Türk toplumu olarak dinî ve millî teorik alt yapımız/referanslarımız çok güçlü, çok sağlam. İyi insan olmak için bu alt yapının hemen hemen hiçbir eksiği yok. Doğruluk, iyilik, yiğitlik/mertlik, fedakârlık, yardımseverlik, cömertlik, merhamet, bağışlayıcılık gibi akla gelebilecek her erdem bu teorik temelde mevcut. Gerek atasözlerimizden gerekse din buyruklarından bunun için sayısız referanslar verilebilir.
Biz Türk halkı olarak, Türk toplumu olarak bütün iddialarımıza, övünmelerimize rağmen insan gibi insan olmaya; insaf ve vicdandan ayrılmamaya, zulüm ve haksızlıktan uzak durmaya yönelik olarak teoride var olan onca güzel öğüt ve telkinlerin nerdeyse hiçbirini iş ve eylemlerimizde uygular hale gelememişiz. Teori ile pratik bizim hayatımızda hiçbir zaman örtüşememiş. Bu yüzden hiç olgunlaşamamış, hep ham kalmışız. Mevlâna’nın nefsini terbiye ettiğini anlatmak için söylediği “Hamdım, piştim elhamdülillah!” tecrübesinden %99’umuzun haberi bile yoktur.

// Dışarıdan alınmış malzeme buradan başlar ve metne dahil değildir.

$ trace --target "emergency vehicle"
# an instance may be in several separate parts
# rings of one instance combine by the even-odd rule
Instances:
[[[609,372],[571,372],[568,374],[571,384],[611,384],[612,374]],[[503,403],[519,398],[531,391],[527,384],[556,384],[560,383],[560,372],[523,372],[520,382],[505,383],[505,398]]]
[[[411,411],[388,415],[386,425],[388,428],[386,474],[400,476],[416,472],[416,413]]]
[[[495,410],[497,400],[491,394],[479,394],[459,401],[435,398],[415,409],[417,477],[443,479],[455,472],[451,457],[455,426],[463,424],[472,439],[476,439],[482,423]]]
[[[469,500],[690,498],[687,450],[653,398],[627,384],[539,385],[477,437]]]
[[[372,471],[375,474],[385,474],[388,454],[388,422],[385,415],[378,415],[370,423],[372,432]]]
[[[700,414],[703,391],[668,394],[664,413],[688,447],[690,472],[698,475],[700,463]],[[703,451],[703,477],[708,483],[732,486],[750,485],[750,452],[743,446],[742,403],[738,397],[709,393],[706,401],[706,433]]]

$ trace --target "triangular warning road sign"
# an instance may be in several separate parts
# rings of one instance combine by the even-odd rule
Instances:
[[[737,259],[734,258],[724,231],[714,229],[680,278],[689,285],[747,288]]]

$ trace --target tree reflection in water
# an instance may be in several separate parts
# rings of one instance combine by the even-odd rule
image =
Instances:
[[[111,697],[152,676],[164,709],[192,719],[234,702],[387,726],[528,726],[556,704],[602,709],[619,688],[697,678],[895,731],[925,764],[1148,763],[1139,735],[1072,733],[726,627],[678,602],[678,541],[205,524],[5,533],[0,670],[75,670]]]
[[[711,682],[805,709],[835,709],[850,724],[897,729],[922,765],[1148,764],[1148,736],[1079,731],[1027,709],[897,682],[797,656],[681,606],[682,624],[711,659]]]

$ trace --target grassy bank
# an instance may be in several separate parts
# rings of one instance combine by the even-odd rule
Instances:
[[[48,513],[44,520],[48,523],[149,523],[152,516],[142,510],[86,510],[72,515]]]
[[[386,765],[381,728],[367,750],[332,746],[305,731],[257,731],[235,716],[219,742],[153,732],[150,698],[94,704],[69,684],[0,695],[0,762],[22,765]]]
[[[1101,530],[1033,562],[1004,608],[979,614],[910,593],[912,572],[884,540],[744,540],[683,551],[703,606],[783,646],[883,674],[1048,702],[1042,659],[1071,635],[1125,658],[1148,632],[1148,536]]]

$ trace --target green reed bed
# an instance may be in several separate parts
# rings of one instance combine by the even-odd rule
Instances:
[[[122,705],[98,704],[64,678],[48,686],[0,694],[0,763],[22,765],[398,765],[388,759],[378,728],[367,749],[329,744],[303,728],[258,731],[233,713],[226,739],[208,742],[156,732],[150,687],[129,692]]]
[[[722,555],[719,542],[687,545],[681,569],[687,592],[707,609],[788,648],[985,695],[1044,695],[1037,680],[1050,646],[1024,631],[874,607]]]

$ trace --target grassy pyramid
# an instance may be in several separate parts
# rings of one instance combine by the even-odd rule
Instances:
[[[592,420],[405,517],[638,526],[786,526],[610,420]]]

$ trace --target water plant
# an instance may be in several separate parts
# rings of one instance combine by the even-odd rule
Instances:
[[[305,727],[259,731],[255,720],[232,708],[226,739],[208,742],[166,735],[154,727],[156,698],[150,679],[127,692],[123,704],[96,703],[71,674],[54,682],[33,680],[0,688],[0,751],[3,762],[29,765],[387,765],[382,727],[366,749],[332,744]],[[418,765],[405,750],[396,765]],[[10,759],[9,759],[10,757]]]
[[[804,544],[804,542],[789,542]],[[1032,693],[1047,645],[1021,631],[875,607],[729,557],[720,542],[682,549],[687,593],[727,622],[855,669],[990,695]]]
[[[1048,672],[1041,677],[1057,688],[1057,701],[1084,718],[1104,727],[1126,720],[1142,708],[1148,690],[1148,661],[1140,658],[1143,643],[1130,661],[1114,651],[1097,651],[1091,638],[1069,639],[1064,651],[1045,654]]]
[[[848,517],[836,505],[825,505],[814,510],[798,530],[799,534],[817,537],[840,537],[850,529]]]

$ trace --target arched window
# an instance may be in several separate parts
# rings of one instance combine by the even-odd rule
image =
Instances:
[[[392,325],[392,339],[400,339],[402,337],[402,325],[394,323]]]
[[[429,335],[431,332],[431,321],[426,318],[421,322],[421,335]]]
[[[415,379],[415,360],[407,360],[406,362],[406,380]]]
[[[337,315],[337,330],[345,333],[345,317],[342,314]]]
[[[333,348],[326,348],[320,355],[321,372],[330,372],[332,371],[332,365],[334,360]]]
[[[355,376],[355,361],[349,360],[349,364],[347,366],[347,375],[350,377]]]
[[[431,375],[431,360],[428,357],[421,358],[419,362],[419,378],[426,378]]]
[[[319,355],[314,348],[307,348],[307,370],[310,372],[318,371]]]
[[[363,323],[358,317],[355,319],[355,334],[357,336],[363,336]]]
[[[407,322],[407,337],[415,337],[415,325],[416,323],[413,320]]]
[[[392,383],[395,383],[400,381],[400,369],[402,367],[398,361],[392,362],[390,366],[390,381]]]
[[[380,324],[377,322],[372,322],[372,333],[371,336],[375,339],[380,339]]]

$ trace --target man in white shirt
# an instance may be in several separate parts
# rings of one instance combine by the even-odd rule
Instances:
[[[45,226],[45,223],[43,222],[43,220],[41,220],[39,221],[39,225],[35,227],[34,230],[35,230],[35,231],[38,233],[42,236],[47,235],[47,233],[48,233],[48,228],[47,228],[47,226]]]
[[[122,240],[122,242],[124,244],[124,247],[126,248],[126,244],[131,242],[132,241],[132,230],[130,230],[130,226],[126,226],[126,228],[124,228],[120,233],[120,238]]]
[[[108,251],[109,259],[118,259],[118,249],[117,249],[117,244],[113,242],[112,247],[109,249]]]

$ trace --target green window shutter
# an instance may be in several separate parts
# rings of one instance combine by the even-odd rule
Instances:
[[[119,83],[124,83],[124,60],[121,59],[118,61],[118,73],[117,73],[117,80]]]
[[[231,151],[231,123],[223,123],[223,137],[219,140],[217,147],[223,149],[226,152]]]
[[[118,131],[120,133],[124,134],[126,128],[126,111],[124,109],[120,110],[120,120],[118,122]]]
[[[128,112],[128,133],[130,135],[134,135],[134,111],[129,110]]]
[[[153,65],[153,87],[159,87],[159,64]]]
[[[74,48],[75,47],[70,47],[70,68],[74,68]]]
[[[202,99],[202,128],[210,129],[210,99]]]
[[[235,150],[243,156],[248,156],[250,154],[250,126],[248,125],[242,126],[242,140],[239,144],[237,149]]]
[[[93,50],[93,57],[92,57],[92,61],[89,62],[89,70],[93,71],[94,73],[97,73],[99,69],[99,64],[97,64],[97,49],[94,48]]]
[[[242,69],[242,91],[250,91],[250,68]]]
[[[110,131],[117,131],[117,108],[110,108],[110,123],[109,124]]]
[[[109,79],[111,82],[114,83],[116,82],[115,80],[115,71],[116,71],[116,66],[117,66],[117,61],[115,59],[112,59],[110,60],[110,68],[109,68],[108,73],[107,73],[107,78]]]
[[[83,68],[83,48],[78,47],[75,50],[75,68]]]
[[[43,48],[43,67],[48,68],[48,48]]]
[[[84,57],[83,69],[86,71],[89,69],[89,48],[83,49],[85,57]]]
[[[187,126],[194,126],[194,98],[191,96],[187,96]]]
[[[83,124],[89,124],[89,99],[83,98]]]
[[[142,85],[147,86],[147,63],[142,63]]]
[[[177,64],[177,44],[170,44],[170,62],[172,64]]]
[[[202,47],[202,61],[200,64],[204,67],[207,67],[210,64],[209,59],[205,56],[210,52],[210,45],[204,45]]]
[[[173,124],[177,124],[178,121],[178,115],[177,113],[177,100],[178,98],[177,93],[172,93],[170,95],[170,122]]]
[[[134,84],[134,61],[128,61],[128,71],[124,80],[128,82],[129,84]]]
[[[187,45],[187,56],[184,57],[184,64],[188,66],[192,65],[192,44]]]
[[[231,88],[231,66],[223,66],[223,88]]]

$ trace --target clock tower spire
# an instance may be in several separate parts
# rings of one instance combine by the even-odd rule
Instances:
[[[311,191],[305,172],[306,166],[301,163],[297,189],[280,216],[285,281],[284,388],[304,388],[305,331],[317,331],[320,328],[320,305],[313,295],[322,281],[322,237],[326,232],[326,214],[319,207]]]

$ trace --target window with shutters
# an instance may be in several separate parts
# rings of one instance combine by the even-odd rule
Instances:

Çok sınırlı istisnalar dışında bu toplumun bireyleri olan bizler; en haklı eleştirilere, çok yerinde uyarılara bile tepki ile karşılık veriyoruz. Bize yönelmiş haklı uyarı ve eleştirilerden ders alacağımıza, kendimizi düzelteceğimize, “Çekiç yemeyen taş yapıya uymaz” anlayışıyla davranacağımıza öfkeye kapılıyoruz, tehditkâr nutuklar atıyoruz.
Kerametimiz daima kendimizden menkul oluyor. Yani kendi reklamımızı kendimiz yapıyoruz. Çünkü hakkımızda başkalarının anlatabileceği güzel bir hikâyemiz, dillerde dolaşacak bir erdemimiz bulunmuyor.
Yiğitlik, mertlik edebiyatını dilimizden düşürmediğimiz hâlde bu toplumda çocuklara, kadınlara, yaşlılara, yani aciz/savunmasız insanlara saldırmayı kabadayılık sanan insanlardan geçilmiyor. Yanında çocuğu ile araba kullanmakta olan kadın sürücünün önünü kendilerine yol vermedi diye kesip saldıranlar, kadının arabasının üstüne çıkıp tepinen magandalar hep bu toplumdan çıkıyor. Geleneğimizdeki zayıfları, güçsüzleri koruma telkinlerine rağmen birçok erkek kabadayılığını o insanları ezip hırpalayarak ispatladığını sanıyor.
Kavgalı, ihtilaflı olduğu insanlarla sorununu mertçe karşı karşıya gelip çözme cesareti gösteren neredeyse hiç yok. Hep arkadan vurma, pusu kurma, bir kişiye birkaç kişi birden yüklenme gibi gerçek kabadayılığa aykırı uygulamalar bu toplumda en geçerli yöntemler.
Hamlığımızın, olgunlaşma yolunda hiçbir mesafe alamamış olmamızın çok açık bir işareti de alınganlık dozumuzun çok yüksek olmasıdır. Bizim kadar çabuk incinen, bizim kadar kırılgan bir halk yoktur ya da çok azdır.
Bu toplumda nerdeyse herkes demokrat geçiniyor. Ama demokrasinin kendisi gibi inanmayana, düşünmeyene tahammül etme rejiminin adı olduğunu kimse aklına bile getirmiyor. Demokrasi bizim işimize yarıyorsa iyi, karşı olduğumuzun işine yarıyorsa kötüdür.
Lafla her şeyde en iyi biziz. Lafa gelince çok doğruyuz, çok adiliz, çok fedakârız, çok kahramanız; uygulamaya, elini taşın altına koymaya gelince hiçbirinde yokuz. En büyük başarıyı işte değil, laf üretmekte gösteriyoruz. “Ayinesi (aynası) iştir kişinin lafa bakılmaz / Şahsın görünür rütbe-i aklı eserinde” ilkesi sanki bizi hiç alakadar etmeyen başka bir kültürün ürünüdür! Ama bizim gerçek hayatta hiç karşılığı olmayan boş iddialılığımızı aynayı gözümüze sokarak bize gösteren temel ilkeler de yine bizim kültürümüzde ifade edilmiştir: “Onlar ki laf ile verirler dünyaya nizamât (iyilik buyrukları) / Bin türlü teseyyüp (kötülük, sahtekârlık) bulunur hanelerinde.”
Biz; söz, iş ve eylemleri uyuşan, örtüşen insanlar oluncaya kadar çok uzun testlerden, denemelerden, eskilerin deyimiyle çilelerden geçmeye hiçbir toplumun insanının muhtaç olmadığı kadar muhtaç insanlarız!